Politicians are well aware of the notion that if you rob Peter to pay Paul you can always rely on the vote of Paul and this is partly behind the mess of benefits and reliefs that fund these grievances. As a first step to reducing some of these, and making society a little more harmonious, we might consider changing some of the incentives we have in place, many of them perverse. And if there is one thing we spend a lot of time looking at in financial markets, it is the effect of incentives on behaviour.
If we wanted a sign that taxes are too high, then the fact that the civil service is employing people as “consultants” and thus allowing them to pay themselves as small companies is pretty convincing. This is not illegal of course, though it sticks in the craw somewhat that many if not most of the left-leaning politicians, media and entertainment types calling for higher taxes on the rich avoid paying tax themselves in this way.
But why not extend this notion of the individual as a company to help with the unemployed? In particular the disincentive to go back to work produced by a loss of benefit and a sharp rise in income tax. The Liberal Democrats want to raise the tax threshold, but why not allow the existing annual threshold to be carried forward for up to five years and allow part of the tax loss to be used up in each year of new employment? Double the tax relief when it is most needed. While we are at it, why not allow tax thresholds within the family unit to be transferable, helping single-earner families?

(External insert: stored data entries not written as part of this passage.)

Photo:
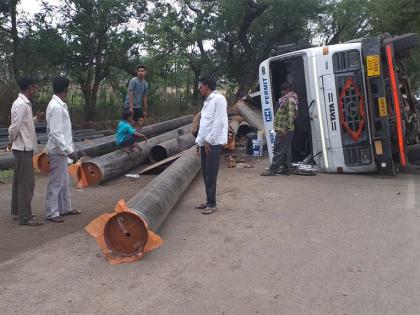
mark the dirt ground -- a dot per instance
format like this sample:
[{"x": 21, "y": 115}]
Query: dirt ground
[{"x": 327, "y": 244}]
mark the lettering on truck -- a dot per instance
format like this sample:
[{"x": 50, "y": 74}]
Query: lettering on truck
[
  {"x": 333, "y": 117},
  {"x": 267, "y": 112}
]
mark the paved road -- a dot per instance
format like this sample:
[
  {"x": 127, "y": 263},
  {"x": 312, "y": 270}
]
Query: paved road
[{"x": 328, "y": 244}]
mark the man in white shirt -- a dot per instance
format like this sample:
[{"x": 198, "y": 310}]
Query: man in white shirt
[
  {"x": 212, "y": 136},
  {"x": 22, "y": 140},
  {"x": 60, "y": 149}
]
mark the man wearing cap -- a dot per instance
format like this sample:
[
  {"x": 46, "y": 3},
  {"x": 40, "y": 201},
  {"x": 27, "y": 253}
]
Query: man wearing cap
[{"x": 283, "y": 126}]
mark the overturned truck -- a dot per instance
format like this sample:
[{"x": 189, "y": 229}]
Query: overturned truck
[{"x": 356, "y": 110}]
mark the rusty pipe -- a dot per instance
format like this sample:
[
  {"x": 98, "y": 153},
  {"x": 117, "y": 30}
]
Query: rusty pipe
[
  {"x": 170, "y": 147},
  {"x": 105, "y": 167}
]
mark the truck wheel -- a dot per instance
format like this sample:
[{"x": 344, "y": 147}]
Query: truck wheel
[{"x": 405, "y": 42}]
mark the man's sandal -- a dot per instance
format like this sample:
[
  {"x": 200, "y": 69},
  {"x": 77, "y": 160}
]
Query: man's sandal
[
  {"x": 209, "y": 210},
  {"x": 201, "y": 206},
  {"x": 72, "y": 212}
]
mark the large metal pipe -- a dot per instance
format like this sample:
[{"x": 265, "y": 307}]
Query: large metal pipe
[
  {"x": 105, "y": 145},
  {"x": 252, "y": 117},
  {"x": 125, "y": 233},
  {"x": 105, "y": 167},
  {"x": 170, "y": 147},
  {"x": 155, "y": 201}
]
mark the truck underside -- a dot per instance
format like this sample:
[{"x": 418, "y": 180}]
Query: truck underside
[{"x": 373, "y": 122}]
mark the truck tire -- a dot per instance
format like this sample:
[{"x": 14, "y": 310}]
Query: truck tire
[{"x": 405, "y": 42}]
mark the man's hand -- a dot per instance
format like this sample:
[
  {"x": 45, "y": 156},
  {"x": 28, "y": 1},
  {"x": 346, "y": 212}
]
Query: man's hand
[
  {"x": 73, "y": 156},
  {"x": 284, "y": 133},
  {"x": 40, "y": 116},
  {"x": 207, "y": 148}
]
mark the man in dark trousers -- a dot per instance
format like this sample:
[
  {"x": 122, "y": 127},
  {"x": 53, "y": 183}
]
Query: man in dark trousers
[
  {"x": 22, "y": 140},
  {"x": 283, "y": 126},
  {"x": 136, "y": 100},
  {"x": 212, "y": 136}
]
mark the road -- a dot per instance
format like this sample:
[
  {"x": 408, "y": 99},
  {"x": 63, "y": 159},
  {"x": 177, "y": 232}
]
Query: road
[{"x": 327, "y": 244}]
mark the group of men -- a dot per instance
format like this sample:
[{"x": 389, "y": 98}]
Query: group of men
[
  {"x": 211, "y": 136},
  {"x": 22, "y": 141}
]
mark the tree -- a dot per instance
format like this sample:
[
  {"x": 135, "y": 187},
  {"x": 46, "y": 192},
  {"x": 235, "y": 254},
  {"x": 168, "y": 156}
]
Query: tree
[
  {"x": 98, "y": 38},
  {"x": 342, "y": 20},
  {"x": 177, "y": 31},
  {"x": 248, "y": 30}
]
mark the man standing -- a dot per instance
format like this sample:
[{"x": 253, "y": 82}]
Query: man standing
[
  {"x": 136, "y": 100},
  {"x": 283, "y": 126},
  {"x": 60, "y": 148},
  {"x": 212, "y": 135},
  {"x": 22, "y": 140}
]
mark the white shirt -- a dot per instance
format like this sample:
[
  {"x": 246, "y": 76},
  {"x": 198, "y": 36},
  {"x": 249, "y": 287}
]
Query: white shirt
[
  {"x": 22, "y": 128},
  {"x": 214, "y": 121},
  {"x": 60, "y": 139}
]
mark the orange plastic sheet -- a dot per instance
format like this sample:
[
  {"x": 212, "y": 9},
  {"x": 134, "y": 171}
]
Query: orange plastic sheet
[{"x": 96, "y": 230}]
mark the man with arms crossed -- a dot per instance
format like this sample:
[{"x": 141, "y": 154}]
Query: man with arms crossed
[
  {"x": 22, "y": 140},
  {"x": 212, "y": 136},
  {"x": 60, "y": 149}
]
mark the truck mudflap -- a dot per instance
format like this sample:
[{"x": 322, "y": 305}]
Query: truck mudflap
[
  {"x": 377, "y": 102},
  {"x": 396, "y": 101}
]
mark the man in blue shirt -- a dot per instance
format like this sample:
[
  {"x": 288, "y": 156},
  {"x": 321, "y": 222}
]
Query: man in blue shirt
[
  {"x": 136, "y": 100},
  {"x": 127, "y": 135}
]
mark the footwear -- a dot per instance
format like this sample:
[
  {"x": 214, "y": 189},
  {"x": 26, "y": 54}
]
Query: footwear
[
  {"x": 31, "y": 222},
  {"x": 201, "y": 206},
  {"x": 268, "y": 173},
  {"x": 57, "y": 219},
  {"x": 209, "y": 210},
  {"x": 72, "y": 212}
]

There are many other ideas, but space for only one. Much has been talked about reducing tax relief on pension contributions, but, as pointed out in this paper, this produces double taxation and continues the perverse disincentive to do a good thing, which is to save. One radical, yet simple, solution would be to acknowledge that income tax and national insurance (NI) are both taxes on labour and thus combine them, lifting the upper limit on NI, but at the same time reducing the higher rates of tax so that the total amount paid is the same. Thus with 12 per cent NI, the 40 per cent rate drops to 28 per cent and the 50 per cent rate to 38 per cent. Tax relief on pension contributions would drop, but then so would the subsequent tax take on the pension. It would of course also reduce the incentive to be a “consultant”.
Mark Tinker is a global fund manager at Axa. The opinions expressed in this article are those of the author.